Mas, terimakasih untuk waktu yang tak sebentar. Aku tak pernah menyesal memberimu cinta yang utuh, meski mungkin kau mencintaku hanya separuh. Aku bahagia di waktu yang tak sebentar kemarin, bagaimanapun kau pernah menemaniku di segala suasana. Kita pernah menjadi dua manusia yang bahagia ketika bersama, saling merindu ketika tak bertemu. Kita pernah berada di masa menyenangkan seperti itu.

Entah dengan keajaiban apa, semoga tulisan ini akan kau baca. Dengan begitu, kau akan tahu. Kau pernah ku cintai dengan sangat. Kau pernah ku perjuangkan dengan terlalu.

Tolong, bahagia selalu.
Dari perempuan yang hingga kini masih merindukanmu.


Jumat, 14 September 2018

Mengapa Harus Aku?

Bagiku membersamai kamu selama bertahun-tahun, bukanlah waktu yang sebentar. Banyak hal baik dan kenangan manis yang terjadi. Dan mungkin akan sulit untuk dilupakan, nantinya.
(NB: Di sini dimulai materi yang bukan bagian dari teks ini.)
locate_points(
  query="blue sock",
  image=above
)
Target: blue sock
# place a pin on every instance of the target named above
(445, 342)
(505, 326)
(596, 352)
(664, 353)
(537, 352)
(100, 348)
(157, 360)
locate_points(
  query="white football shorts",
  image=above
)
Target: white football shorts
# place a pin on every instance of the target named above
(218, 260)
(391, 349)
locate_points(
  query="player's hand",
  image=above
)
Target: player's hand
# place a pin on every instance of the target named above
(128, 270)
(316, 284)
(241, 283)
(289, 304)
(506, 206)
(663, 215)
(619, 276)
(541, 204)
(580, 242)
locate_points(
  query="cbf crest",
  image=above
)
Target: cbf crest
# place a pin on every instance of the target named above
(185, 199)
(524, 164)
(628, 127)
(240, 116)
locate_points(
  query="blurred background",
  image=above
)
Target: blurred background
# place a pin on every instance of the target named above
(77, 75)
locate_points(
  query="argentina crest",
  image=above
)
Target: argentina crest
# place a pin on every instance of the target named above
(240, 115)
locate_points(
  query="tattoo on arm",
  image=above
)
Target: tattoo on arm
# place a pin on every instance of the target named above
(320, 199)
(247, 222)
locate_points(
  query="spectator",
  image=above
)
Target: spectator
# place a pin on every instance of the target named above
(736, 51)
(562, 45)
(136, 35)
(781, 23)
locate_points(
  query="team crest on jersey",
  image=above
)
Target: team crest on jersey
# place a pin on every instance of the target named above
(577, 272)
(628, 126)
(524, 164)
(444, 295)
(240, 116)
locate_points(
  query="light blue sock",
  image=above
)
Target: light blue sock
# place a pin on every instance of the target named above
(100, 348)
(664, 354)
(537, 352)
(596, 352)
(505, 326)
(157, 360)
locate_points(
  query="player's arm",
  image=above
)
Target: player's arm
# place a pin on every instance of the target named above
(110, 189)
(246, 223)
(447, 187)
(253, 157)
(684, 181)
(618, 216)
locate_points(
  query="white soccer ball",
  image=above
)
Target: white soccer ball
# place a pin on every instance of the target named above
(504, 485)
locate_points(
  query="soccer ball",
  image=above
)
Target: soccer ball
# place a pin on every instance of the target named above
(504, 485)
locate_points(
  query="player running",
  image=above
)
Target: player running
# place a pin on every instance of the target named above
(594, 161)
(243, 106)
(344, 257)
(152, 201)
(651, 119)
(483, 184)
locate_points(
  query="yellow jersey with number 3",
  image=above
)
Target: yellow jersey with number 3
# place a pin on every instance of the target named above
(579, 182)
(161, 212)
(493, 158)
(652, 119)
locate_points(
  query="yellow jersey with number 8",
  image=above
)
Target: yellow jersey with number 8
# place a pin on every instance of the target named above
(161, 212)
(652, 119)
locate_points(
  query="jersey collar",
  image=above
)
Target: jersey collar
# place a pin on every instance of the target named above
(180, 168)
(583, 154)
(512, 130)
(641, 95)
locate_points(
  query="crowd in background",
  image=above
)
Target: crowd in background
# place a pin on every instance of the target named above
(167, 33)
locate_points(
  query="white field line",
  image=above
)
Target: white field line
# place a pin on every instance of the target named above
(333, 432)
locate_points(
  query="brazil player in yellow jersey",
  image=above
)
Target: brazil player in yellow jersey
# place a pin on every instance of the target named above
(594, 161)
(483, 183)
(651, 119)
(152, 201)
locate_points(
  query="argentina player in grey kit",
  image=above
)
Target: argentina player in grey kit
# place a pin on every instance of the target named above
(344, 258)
Menyudahi hubungan yang sedari awal memang baik-baik saja, bukanlah hal yang mudah. Aku berperang melawan hati dan logika. Bertanya pada diri sendiri berkali-kali, kenapa bisa terjadi? Ada yang salah denganku? Atau sudah menemukan titik jenuh yang membuat muak jika terus dipertahankan? Mungkin iya. Aku tak pernah tahu, hingga kini.

Ku pikir semuanya akan tetap baik-baik saja hingga akhir. Ternyata, kamu kelelahan sebelum waktunya. Aku ditinggalkan tanpa penjelasan apapun. Bahkan hingga kini, alasan yang membuatmu pergi pun aku tak pernah tahu. Yang ku tahu, kamu hanya berpesan untuk mencari seseorang yang lebih baik darimu. Memangnya menghabiskan waktu bertahun-tahun bersamaku kamu merasa bukan orang baik? Lantas, yang membersamai ku kemarin siapa? Kamu memakai topeng apa untuk berada di sisiku? Memangnya kamu tak menyadari, jika aku membersamaimu dengan sungguh? Memangnya kamu tak mengerti, jika aku mencintaimu tidak separuh?

Saat ingin mengakhiri semua ini, kamu berpikir atau tidak? Kenapa mudah sekali mengakhiri sesuatu yang diperjuangkan dengan sungguh? Memperjuangkanmu selama bertahun-tahun, tak pernah mudah bagiku. Aku lebam disegala sisi, aku patah disegala ruang. Kamu tak pernah tahu, karena aku tak pernah (berani) bercerita padamu. Kamu hanya tahu, membersamai mu aku selalu bahagia. Tapi kau salah besar, sayang. Yang terlihat baik-baik saja diluar, belum tentu baik-baik juga didalamnya.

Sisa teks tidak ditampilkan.